En una sola foto cristaliza una época, con la fuerza simultánea del testimonio y del símbolo: la foto de aquella niña vietnamita que huye desnuda por una carretera, perseguida por el infierno del napalm; la del soldado republicano de Robert Capa, cayendo hacia atrás por el impacto del disparo, en un áspero paisaje español. Cabe preguntarse cuál entre los cientos de fotos que están publicándose estos días como pruebas acusatorias de la brutalidad de los soldados americanos y británicos en Irak perdurará en la memoria del siglo, acabará convirtiéndose en uno de sus símbolos. Quizás la del soldado corpulento y jovial que se sienta a horcajadas sobre un prisionero desnudo tirado en el suelo, que imaginamos de cemento carcelario. O la de ese otro prisionero, también desnudo, azuzado por perros, reculando contra los barrotes de una celda. O la de la soldado England, con el cigarrillo en la boca, mordiendo el filtro con un rictus que parece una sonrisa temible, tirando de la correa que está atada al cuello de un hombre desnudo y encapuchado, o jugando, con el dedo índice extendido, a que les dispara a los genitales a una fila de ellos.

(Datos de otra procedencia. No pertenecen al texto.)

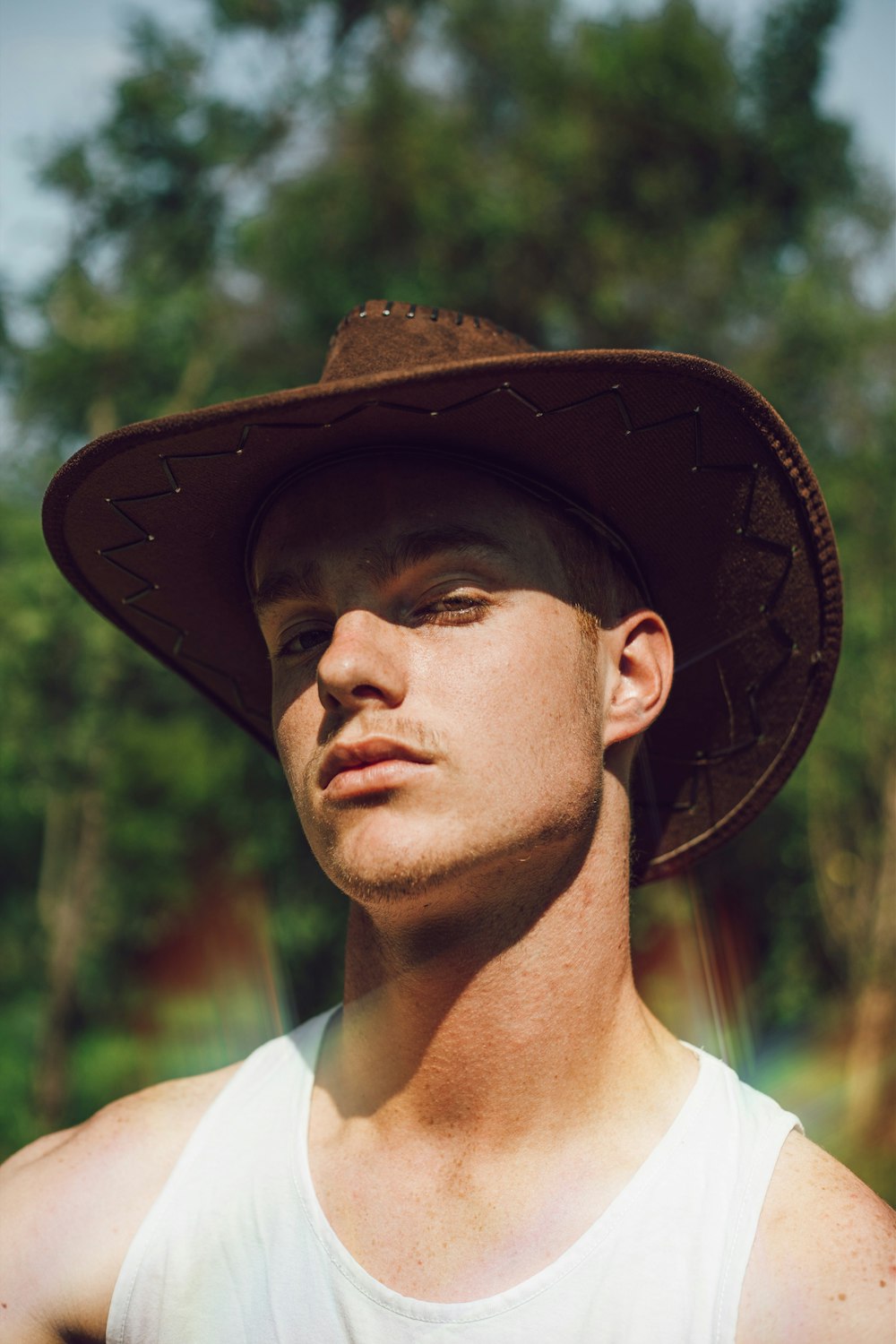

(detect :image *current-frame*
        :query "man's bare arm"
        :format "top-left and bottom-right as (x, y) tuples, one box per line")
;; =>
(0, 1064), (237, 1344)
(737, 1133), (896, 1344)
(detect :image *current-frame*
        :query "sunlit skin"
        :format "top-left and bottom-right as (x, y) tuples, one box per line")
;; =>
(254, 459), (696, 1300)
(0, 454), (893, 1344)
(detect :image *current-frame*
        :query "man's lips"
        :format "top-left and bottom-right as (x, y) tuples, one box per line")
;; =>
(317, 738), (433, 789)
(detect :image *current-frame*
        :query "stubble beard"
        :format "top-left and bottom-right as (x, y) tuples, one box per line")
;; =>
(299, 753), (603, 909)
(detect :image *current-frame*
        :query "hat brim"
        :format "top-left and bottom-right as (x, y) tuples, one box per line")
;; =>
(43, 351), (841, 881)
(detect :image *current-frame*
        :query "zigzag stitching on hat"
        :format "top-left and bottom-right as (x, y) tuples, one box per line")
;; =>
(98, 382), (796, 758)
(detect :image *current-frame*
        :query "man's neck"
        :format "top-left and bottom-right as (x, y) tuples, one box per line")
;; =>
(318, 790), (681, 1150)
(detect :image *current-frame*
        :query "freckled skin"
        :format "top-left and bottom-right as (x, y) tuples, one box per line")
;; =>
(0, 457), (895, 1344)
(255, 462), (602, 909)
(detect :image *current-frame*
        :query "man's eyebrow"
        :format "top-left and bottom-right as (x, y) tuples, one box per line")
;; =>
(370, 524), (511, 581)
(253, 561), (323, 618)
(253, 526), (511, 618)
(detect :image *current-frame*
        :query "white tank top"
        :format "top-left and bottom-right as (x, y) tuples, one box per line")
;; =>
(106, 1013), (799, 1344)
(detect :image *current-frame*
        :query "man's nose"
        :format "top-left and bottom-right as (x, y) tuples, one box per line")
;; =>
(317, 610), (406, 711)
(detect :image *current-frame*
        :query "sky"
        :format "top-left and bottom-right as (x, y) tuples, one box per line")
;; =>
(0, 0), (896, 289)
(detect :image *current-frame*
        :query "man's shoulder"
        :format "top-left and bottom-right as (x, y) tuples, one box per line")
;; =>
(0, 1064), (239, 1344)
(737, 1132), (896, 1344)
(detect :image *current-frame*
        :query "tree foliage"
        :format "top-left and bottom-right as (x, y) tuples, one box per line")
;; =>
(0, 0), (896, 1199)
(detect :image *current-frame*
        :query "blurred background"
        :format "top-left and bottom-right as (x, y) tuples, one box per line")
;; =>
(0, 0), (896, 1202)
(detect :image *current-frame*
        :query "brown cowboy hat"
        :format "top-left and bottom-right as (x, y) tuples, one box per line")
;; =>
(43, 300), (841, 881)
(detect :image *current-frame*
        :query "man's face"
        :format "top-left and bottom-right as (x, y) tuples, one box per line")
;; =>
(254, 454), (605, 902)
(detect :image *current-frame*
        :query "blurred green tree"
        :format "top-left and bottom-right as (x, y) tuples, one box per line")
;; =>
(0, 0), (896, 1185)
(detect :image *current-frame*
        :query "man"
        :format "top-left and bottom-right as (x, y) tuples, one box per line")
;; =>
(3, 303), (892, 1344)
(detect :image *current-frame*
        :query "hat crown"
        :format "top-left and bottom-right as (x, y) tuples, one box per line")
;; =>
(321, 298), (535, 383)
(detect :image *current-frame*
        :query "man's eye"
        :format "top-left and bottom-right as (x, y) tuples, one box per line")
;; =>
(419, 593), (487, 625)
(277, 628), (332, 659)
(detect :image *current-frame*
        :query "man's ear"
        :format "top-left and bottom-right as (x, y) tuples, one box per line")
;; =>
(603, 609), (675, 749)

No he visto que se subraye un rasgo particular de la mayor parte de estas fotos: que no han sido tomadas por reporteros, o por fotógrafos clandestinos empeñados en documentar abusos que de otro modo habrían permanecido secretos. Las han tomado los mismos militares, no como testimonio de nada, sino como recuerdos para enviar a la familia, o para mantener viva la memoria y alimentar la nostalgia del servicio militar cuando pasen los años. Los soldados, hombres y mujeres -hay formas de brutalidad que han dejado de pertenecer en exclusiva al siniestro patrimonio de la barbarie masculina- miran a la cámara, con sonrisas de guasa o de camaradería, con la jovialidad que puede atribuirse a gente joven que al vestir el uniforme ha llegado a conocer una vida más intensa, ha viajado, ha conocido el mundo y compartido aventuras inolvidables con los compañeros de armas.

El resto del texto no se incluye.